Vitalik Buterin posted a research proposal on June 1 that asked one question: what if options-based DeFi replaced debt and liquidations entirely? The response from builders was not theoretical.
Days after the post went live on the Ethereum Research forum, at least one developer had already deployed a working implementation on Base and completed a full cross-party settlement cycle on-chain.
The Idea Behind Dropping Debt
The proposal centers on two ERC-20 tokens, P and N, minted from one ETH with a strike price and a maturity date. Before maturity, combining P and N recombines back into one ETH. At maturity, an oracle resolves the index price, and each token receives its ETH share based on where the price landed relative to the strike.
No forced liquidations. No real-time oracle dependency during the life of the position. Settlement runs as a pure asset transfer, not a price lookup. That last part is where the design breaks from how most DeFi works today.
As Vitalik Buterin posted on X:
“Looks like the options thing is happening already! Though I do strongly urge that if any of these get on mainnet quickly, we formally verify it first.”
He named Vyper and Fricoben of LFG Labs specifically as teams who could help with that formal verification step. The urgency in his wording is worth noting.
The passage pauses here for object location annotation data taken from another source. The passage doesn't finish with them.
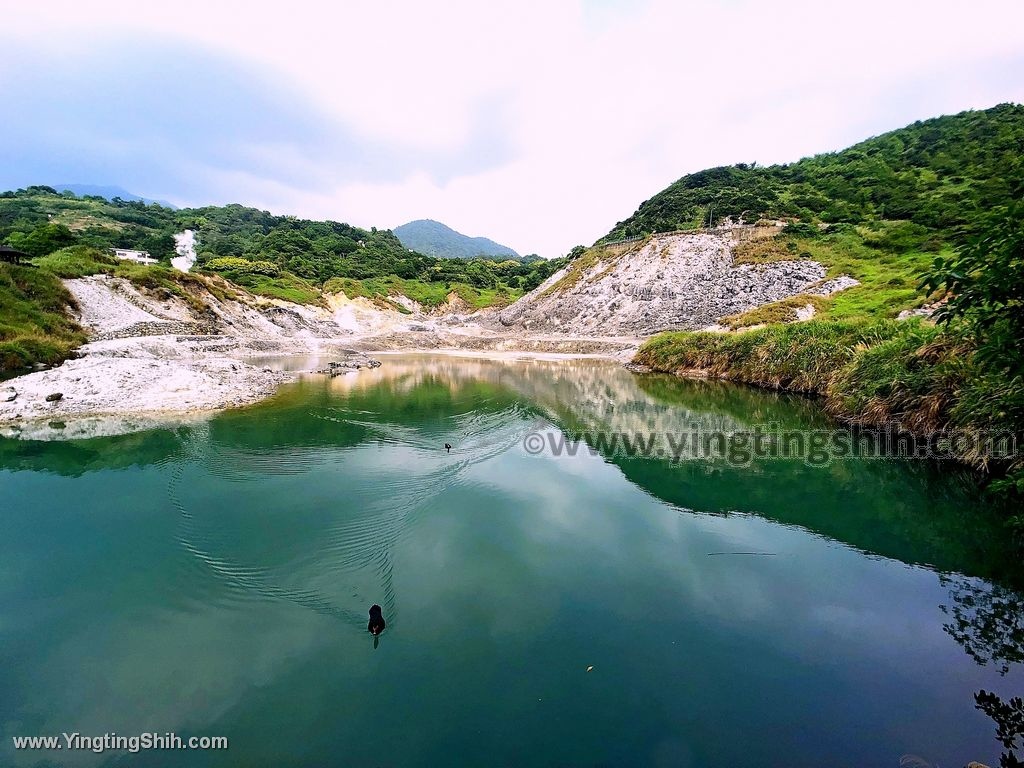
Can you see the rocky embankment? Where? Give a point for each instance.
(156, 353)
(683, 281)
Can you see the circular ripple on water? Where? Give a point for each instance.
(333, 561)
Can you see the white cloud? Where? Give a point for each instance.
(600, 104)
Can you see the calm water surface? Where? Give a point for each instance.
(214, 580)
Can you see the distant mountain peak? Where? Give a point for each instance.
(109, 192)
(435, 239)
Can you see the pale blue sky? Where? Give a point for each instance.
(537, 124)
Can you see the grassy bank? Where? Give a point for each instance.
(35, 326)
(429, 295)
(871, 373)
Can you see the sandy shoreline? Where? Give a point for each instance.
(154, 360)
(163, 381)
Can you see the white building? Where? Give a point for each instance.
(139, 257)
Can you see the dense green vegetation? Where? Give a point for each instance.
(938, 174)
(435, 239)
(290, 258)
(34, 323)
(930, 212)
(966, 373)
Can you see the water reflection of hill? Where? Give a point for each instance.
(904, 510)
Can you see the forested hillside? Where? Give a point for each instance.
(936, 174)
(435, 239)
(281, 256)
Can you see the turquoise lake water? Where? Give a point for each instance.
(214, 580)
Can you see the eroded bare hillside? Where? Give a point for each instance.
(679, 281)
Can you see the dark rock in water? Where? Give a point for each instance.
(376, 625)
(336, 369)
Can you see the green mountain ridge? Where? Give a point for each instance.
(435, 239)
(938, 174)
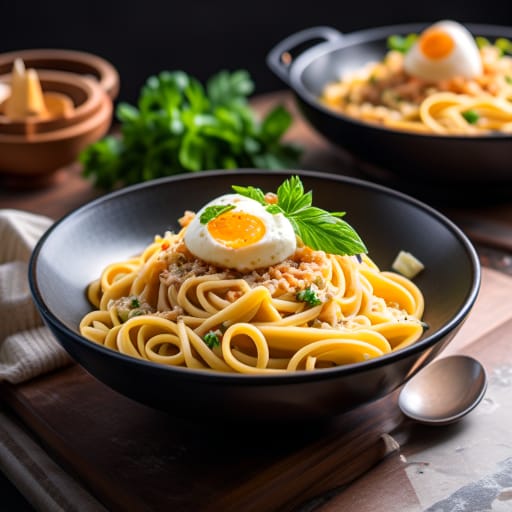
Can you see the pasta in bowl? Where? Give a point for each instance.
(307, 336)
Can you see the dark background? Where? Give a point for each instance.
(201, 37)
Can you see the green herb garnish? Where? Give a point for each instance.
(471, 116)
(211, 212)
(401, 44)
(308, 296)
(317, 228)
(179, 125)
(211, 339)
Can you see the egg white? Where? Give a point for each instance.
(278, 242)
(464, 60)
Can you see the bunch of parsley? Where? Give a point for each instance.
(179, 125)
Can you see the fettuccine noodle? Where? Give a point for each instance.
(383, 93)
(162, 305)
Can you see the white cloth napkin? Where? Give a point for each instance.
(27, 348)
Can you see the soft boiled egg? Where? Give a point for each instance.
(444, 50)
(244, 238)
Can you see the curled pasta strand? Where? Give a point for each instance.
(338, 351)
(258, 340)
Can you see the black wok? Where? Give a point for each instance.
(307, 60)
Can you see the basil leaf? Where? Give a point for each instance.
(212, 212)
(251, 192)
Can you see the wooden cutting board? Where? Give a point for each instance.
(135, 458)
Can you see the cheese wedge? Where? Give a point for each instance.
(26, 99)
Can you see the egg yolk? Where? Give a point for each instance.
(236, 229)
(436, 44)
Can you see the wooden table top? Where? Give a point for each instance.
(127, 452)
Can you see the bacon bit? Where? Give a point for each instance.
(188, 215)
(271, 198)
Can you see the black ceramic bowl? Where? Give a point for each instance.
(73, 252)
(310, 59)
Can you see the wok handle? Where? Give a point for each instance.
(280, 58)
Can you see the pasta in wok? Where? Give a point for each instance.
(444, 82)
(309, 310)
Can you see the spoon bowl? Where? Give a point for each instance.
(444, 391)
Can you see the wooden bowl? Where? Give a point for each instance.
(72, 61)
(33, 150)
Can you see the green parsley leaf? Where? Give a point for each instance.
(317, 228)
(212, 212)
(252, 192)
(471, 116)
(211, 339)
(179, 125)
(308, 296)
(401, 44)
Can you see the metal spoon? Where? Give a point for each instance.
(444, 391)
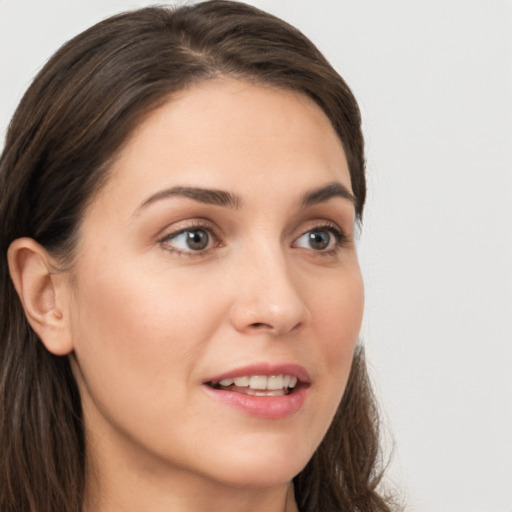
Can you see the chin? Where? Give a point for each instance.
(260, 468)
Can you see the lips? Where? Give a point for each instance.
(262, 390)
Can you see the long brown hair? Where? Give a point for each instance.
(69, 126)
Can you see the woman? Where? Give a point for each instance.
(181, 295)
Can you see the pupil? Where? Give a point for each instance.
(197, 240)
(319, 240)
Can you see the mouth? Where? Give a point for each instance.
(258, 385)
(262, 390)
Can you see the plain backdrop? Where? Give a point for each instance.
(434, 82)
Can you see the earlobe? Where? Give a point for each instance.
(42, 294)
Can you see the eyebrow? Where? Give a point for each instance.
(202, 195)
(233, 201)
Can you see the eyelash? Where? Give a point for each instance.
(340, 239)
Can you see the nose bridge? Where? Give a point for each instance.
(267, 296)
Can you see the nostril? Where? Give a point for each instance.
(259, 325)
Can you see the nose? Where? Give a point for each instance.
(268, 298)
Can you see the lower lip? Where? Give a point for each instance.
(267, 407)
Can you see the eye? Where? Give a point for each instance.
(189, 240)
(322, 239)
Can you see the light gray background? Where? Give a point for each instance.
(434, 81)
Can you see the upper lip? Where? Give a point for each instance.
(266, 369)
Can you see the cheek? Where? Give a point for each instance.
(137, 334)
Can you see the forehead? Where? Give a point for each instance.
(233, 135)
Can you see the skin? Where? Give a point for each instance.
(147, 319)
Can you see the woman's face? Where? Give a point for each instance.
(221, 247)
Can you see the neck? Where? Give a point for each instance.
(115, 487)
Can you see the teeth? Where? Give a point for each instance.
(241, 381)
(262, 382)
(258, 382)
(275, 382)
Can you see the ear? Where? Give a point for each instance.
(42, 293)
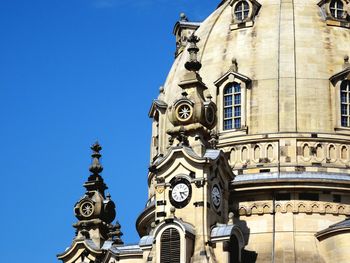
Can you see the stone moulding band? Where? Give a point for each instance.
(308, 207)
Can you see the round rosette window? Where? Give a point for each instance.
(184, 112)
(210, 115)
(86, 209)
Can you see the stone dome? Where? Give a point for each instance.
(288, 53)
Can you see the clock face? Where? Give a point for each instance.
(87, 209)
(180, 194)
(216, 196)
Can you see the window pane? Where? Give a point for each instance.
(237, 123)
(228, 90)
(344, 121)
(238, 99)
(227, 100)
(228, 124)
(344, 97)
(237, 111)
(344, 109)
(228, 113)
(246, 6)
(245, 14)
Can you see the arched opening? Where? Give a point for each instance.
(344, 153)
(270, 152)
(332, 153)
(306, 151)
(319, 151)
(234, 249)
(242, 10)
(232, 106)
(257, 153)
(244, 156)
(337, 9)
(170, 246)
(345, 103)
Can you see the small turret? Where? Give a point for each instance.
(94, 210)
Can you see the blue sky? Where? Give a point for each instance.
(72, 72)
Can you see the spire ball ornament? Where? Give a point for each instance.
(193, 64)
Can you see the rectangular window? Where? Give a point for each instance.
(232, 107)
(228, 113)
(337, 198)
(228, 124)
(227, 101)
(237, 98)
(237, 111)
(345, 103)
(237, 123)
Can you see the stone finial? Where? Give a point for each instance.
(95, 180)
(193, 64)
(346, 62)
(96, 167)
(214, 139)
(161, 89)
(115, 234)
(183, 17)
(183, 139)
(172, 211)
(171, 141)
(234, 65)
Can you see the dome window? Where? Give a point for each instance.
(242, 10)
(170, 246)
(232, 90)
(244, 13)
(345, 103)
(335, 12)
(337, 9)
(232, 106)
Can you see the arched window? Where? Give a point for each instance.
(234, 249)
(345, 103)
(337, 9)
(170, 246)
(232, 106)
(242, 10)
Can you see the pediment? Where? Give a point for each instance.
(233, 76)
(170, 162)
(342, 75)
(157, 105)
(82, 248)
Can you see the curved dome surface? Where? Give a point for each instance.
(290, 53)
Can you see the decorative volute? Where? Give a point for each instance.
(192, 114)
(94, 210)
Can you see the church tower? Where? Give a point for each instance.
(250, 151)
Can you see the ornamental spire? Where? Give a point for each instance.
(96, 167)
(193, 64)
(95, 181)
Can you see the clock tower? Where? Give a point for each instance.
(189, 185)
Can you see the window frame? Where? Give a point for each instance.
(228, 79)
(245, 8)
(246, 20)
(345, 83)
(336, 9)
(232, 107)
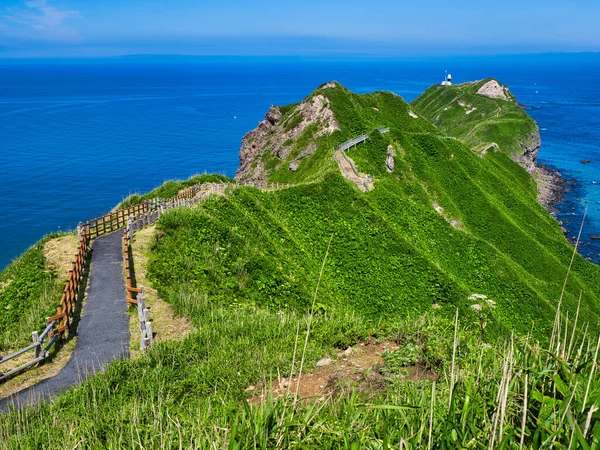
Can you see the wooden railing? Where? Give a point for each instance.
(113, 221)
(40, 352)
(131, 219)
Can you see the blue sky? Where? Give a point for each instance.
(94, 28)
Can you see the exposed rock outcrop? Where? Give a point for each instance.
(251, 167)
(493, 89)
(275, 136)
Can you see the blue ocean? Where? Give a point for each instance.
(77, 136)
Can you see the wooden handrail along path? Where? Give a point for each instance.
(130, 219)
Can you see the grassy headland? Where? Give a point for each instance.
(243, 267)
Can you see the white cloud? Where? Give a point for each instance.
(38, 20)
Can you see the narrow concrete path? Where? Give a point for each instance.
(103, 331)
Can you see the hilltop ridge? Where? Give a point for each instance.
(486, 116)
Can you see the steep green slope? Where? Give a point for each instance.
(444, 225)
(29, 291)
(467, 112)
(244, 266)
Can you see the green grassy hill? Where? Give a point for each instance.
(446, 223)
(479, 120)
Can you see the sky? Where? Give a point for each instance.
(102, 28)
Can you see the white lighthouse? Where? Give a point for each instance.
(447, 79)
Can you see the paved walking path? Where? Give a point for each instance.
(103, 331)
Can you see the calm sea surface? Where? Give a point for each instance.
(78, 136)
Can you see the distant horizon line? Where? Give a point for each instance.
(319, 56)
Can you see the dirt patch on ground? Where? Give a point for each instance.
(60, 254)
(357, 368)
(166, 325)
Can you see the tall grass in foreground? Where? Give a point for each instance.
(192, 394)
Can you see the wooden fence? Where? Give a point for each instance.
(40, 351)
(114, 220)
(131, 219)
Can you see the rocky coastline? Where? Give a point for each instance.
(551, 187)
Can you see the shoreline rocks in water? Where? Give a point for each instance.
(551, 187)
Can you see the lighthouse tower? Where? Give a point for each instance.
(447, 79)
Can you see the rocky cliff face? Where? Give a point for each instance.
(528, 157)
(274, 139)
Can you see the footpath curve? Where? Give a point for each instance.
(103, 331)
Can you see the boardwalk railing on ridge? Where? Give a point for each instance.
(133, 218)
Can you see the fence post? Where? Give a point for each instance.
(36, 340)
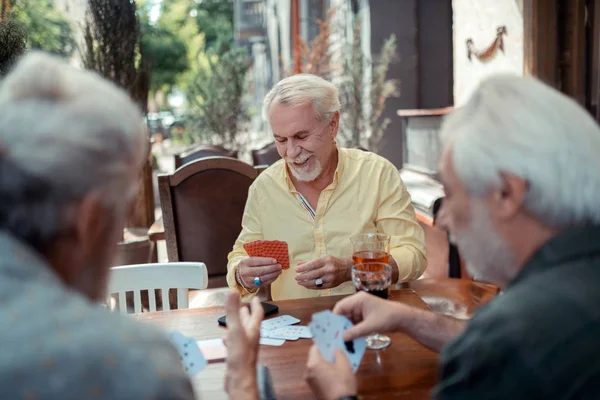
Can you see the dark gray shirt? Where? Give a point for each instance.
(55, 344)
(541, 338)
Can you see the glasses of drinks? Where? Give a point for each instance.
(370, 247)
(374, 278)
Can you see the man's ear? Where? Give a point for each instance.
(508, 199)
(334, 124)
(92, 222)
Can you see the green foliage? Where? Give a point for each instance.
(215, 19)
(354, 124)
(112, 46)
(167, 56)
(215, 98)
(13, 40)
(47, 28)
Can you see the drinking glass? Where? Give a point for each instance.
(374, 278)
(370, 247)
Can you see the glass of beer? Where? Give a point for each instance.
(374, 278)
(370, 247)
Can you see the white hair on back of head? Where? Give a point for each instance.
(68, 131)
(523, 127)
(303, 88)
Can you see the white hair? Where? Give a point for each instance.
(63, 133)
(523, 127)
(303, 88)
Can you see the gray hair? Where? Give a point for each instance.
(522, 127)
(63, 133)
(301, 89)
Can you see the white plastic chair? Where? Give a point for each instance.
(176, 275)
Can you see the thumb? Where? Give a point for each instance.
(232, 309)
(359, 330)
(340, 358)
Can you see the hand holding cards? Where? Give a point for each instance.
(328, 332)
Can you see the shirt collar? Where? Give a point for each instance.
(336, 176)
(571, 244)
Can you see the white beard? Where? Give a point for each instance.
(488, 257)
(305, 174)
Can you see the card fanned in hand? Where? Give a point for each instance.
(270, 248)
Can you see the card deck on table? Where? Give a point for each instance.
(213, 350)
(287, 332)
(270, 248)
(328, 330)
(278, 322)
(189, 353)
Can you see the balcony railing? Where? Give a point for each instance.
(249, 16)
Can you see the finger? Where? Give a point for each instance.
(232, 310)
(268, 279)
(259, 271)
(341, 360)
(311, 275)
(359, 330)
(258, 261)
(314, 357)
(309, 265)
(310, 284)
(258, 314)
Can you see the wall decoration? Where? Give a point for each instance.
(488, 53)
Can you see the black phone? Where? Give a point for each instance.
(267, 307)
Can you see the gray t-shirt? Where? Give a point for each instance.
(55, 344)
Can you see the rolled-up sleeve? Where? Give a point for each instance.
(251, 231)
(396, 217)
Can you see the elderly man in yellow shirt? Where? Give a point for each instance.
(316, 197)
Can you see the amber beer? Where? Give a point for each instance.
(370, 256)
(372, 278)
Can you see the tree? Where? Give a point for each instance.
(112, 48)
(165, 50)
(215, 20)
(215, 97)
(47, 28)
(13, 38)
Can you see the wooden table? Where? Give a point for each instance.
(404, 370)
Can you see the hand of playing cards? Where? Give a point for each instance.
(328, 334)
(276, 331)
(270, 248)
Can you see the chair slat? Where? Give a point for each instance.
(137, 301)
(165, 297)
(122, 303)
(153, 277)
(152, 300)
(182, 298)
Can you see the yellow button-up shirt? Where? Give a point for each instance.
(366, 195)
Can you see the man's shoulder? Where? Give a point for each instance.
(86, 348)
(367, 161)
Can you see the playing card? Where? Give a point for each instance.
(213, 350)
(272, 342)
(328, 330)
(270, 248)
(354, 349)
(191, 358)
(278, 322)
(323, 333)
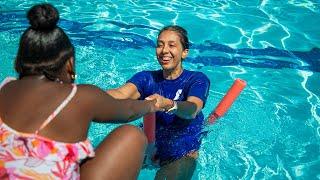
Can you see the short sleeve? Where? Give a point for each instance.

Settlement Without a Price Feed
Researcher mmchougule posted in the Ethereum Research thread confirming a live implementation on Base using a WETH/USDC pair. The vault address is public. The exercise transaction hash is on-chain.
Four parties ran the lifecycle. Party A minted P and N from WETH and sent N to Party B. Party B exercised N, paying USDC and receiving WETH in return. Party C settled the vault. Party A then redeemed P and collected the USDC that had been paid in.
The key step, per mmchougule’s account in the thread:
“N was burned, USDC moved into the vault, and WETH moved out to the N holder atomically.”
Settlement asked nothing about the ETH/USD rate. It just moved whatever assets the vault held. That is a clean break from how liquidation-based systems work, where a live price feed triggers automated decisions in real time.
The tradeoff mmchougule flagged is direct: removing the settlement oracle pushes responsibility onto whoever holds the N token. Price discovery moves off the protocol and onto the exerciser’s incentive. A keeper was prototyped to auto-exercise in-the-money positions, but that stays in execution infrastructure, not protocol guarantees.
Three Open Questions Nobody Has Answered
mmchougule closed the reply with three unresolved issues: how P/N secondary liquidity should form, how rolling and rebalancing can happen with minimal slippage, and whether exercise can be made reliable at protocol level without pulling oracle dependency back in.
None of those have answers yet. Still, Buterin’s own response to the thread treated it as progress, not a prototype to shelve.
Czar102, posting on X, acknowledged the attention and encouraged others to read the related essay. As Czar102 posted on X:
“Thanks for mentioning my essay! Hope it was interesting, recommend a read to anyone who hasn’t seen it.”
A separate testnet implementation referenced in the thread via Firefly is running at testnet.cleave.market. That puts at least two live builds running in parallel less than a week after the original forum post.
The rebalancing cost problem is still open. An ETH holder running a dollar-tracking position would face gradual exposure drift as prices move toward the strike, not an instant wipeout. Different risk profile. Not necessarily a safer one for anyone who misses a rebalancing window. Buterin described this drift as smoother than liquidation, but smoothness and safety are not the same thing.
Formal verification is the condition Buterin attached to any of this reaching mainnet. Whether Vyper or LFG Labs picks that up first will likely set the pace for what ships and when.